Yasuda Mako, Tanaka Yuki, Kume Shinji, Morita Yoshikata, Chin-Kanasaki Masami, Araki Hisazumi, Isshiki Keiji, Araki Shin-ichi, Koya Daisuke, Haneda Masakazu, Kashiwagi Atsunori, Maegawa Hiroshi, Uzu Takashi
Department of Medicine, Shiga University of Medical Science, Otsu, Shiga, Japan.
Department of Medicine, Shiga University of Medical Science, Otsu, Shiga, Japan.
Biochim Biophys Acta. 2014 Jul;1842(7):1097-108. doi: 10.1016/j.bbadis.2014.04.001. Epub 2014 Apr 13.

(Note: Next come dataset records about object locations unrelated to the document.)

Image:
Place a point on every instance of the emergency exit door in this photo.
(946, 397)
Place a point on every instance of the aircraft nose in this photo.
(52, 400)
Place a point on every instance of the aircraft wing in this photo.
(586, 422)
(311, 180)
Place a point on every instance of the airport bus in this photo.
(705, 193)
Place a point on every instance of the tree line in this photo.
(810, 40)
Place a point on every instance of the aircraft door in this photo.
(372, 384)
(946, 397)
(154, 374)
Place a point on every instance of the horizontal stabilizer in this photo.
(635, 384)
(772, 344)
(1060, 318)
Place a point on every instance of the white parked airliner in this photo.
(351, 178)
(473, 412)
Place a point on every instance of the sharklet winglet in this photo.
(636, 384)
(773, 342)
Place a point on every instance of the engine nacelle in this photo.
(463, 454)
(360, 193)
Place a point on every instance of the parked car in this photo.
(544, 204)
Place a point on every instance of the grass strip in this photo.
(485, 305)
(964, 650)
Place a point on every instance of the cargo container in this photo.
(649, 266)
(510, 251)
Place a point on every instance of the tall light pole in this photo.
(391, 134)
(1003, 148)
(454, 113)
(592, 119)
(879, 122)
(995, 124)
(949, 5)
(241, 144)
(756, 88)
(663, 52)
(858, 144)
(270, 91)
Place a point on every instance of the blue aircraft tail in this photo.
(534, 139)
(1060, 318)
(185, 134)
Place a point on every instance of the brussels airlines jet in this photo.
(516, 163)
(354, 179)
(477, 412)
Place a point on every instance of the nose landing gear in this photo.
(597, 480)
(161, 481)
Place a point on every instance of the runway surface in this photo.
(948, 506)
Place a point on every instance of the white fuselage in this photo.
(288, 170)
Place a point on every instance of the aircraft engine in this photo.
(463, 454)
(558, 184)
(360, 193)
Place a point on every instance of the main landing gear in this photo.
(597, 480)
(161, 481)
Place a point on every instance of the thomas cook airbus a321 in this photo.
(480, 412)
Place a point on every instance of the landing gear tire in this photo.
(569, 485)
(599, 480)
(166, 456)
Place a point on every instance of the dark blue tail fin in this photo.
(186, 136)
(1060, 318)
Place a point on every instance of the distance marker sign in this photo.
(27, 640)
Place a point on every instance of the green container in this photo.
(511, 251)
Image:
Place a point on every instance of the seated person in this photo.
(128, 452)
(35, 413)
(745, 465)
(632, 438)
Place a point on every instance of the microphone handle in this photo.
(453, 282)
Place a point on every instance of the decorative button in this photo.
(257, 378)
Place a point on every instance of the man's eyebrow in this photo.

Podocyte apoptosis is a potent mechanism of proteinuria in diabetic nephropathy. More detailed mechanistic insight into podocyte apoptosis is needed to better understand the pathogenesis of diabetic nephropathy. An elevated level of serum free fatty acid (FFA), as well as hyperglycemia, is a clinical characteristic in diabetes, although its causal role in podocyte apoptosis remains unclear. This study examined the effect of three types of FFAs, saturated, monounsaturated and polyunsaturated FFAs, on podocyte apoptosis. Palmitate, a saturated FFA, induced endoplasmic reticulum (ER) stress-dependent apoptosis in podocytes. Oleate, a monounsaturated FFA, and eicosapentaenoic acid (EPA), an ω-3 polyunsaturated FFA did not induce apoptosis; rather, they antagonized palmitate-induced apoptosis. Palmitate activated mammalian target of rapamycin (mTOR) complex 1 (mTORC1), a nutrient-sensing kinase regulating a wide range of cell biology. Furthermore, inhibition of mTORC1 activity by rapamycin or siRNA for Raptor, a component of mTORC1, ameliorated palmitate-induced ER stress and apoptosis in podocytes. Activity of mTORC1 is regulated by upstream kinases and Rag/Ragulator-dependent recruitment of mTOR onto lysosomal membranes. Palmitate activated mTORC1 by enhancing recruitment of mTOR onto lysosomal membranes, which was inhibited by co-incubation with oleate or EPA. Inhibition of mTOR translocation onto lysosomes by transfection with dominant-negative forms of Rag ameliorated palmitate-induced apoptosis. This study suggests that saturated and unsaturated FFAs have opposite effects on podocyte apoptosis by regulating mTORC1 activity via its translocation onto lysosomal membranes, and the results provide a better understanding of the pathogenesis in diabetic nephropathy and a novel role of mTORC1 in cell apoptosis.
足细胞凋亡是糖尿病肾病中蛋白尿形成的一个重要机制。为了更好地理解糖尿病肾病的发病机制,需要对足细胞凋亡进行更详细的机制研究。血清游离脂肪酸(FFA)水平升高以及高血糖是糖尿病的临床特征,但其在足细胞凋亡中的因果作用仍不清楚。本研究检测了三种类型的FFA,即饱和脂肪酸、单不饱和脂肪酸和多不饱和脂肪酸对足细胞凋亡的影响。饱和脂肪酸棕榈酸酯可诱导足细胞内质网(ER)应激依赖性凋亡。单不饱和脂肪酸油酸酯和ω-3多不饱和脂肪酸二十碳五烯酸(EPA)不诱导凋亡;相反,它们拮抗棕榈酸酯诱导的凋亡。棕榈酸酯激活了雷帕霉素靶蛋白(mTOR)复合物1(mTORC1),这是一种调节广泛细胞生物学功能的营养感应激酶。此外,用雷帕霉素或针对mTORC1组分Raptor的小干扰RNA(siRNA)抑制mTORC1活性,可改善棕榈酸酯诱导的足细胞内质网应激和凋亡。mTORC1的活性受上游激酶以及Rag/Ragulator依赖性的mTOR向溶酶体膜募集的调节。棕榈酸酯通过增强mTOR向溶酶体膜的募集来激活mTORC1,而与油酸酯或EPA共同孵育可抑制这种募集。用显性负性形式的Rag转染抑制mTOR向溶酶体的转位可改善棕榈酸酯诱导的凋亡。本研究表明,饱和脂肪酸和不饱和脂肪酸通过调节mTORC1向溶酶体膜的转位来影响其活性,从而对足细胞凋亡产生相反的作用,这些结果有助于更好地理解糖尿病肾病的发病机制以及mTORC1在细胞凋亡中的新作用。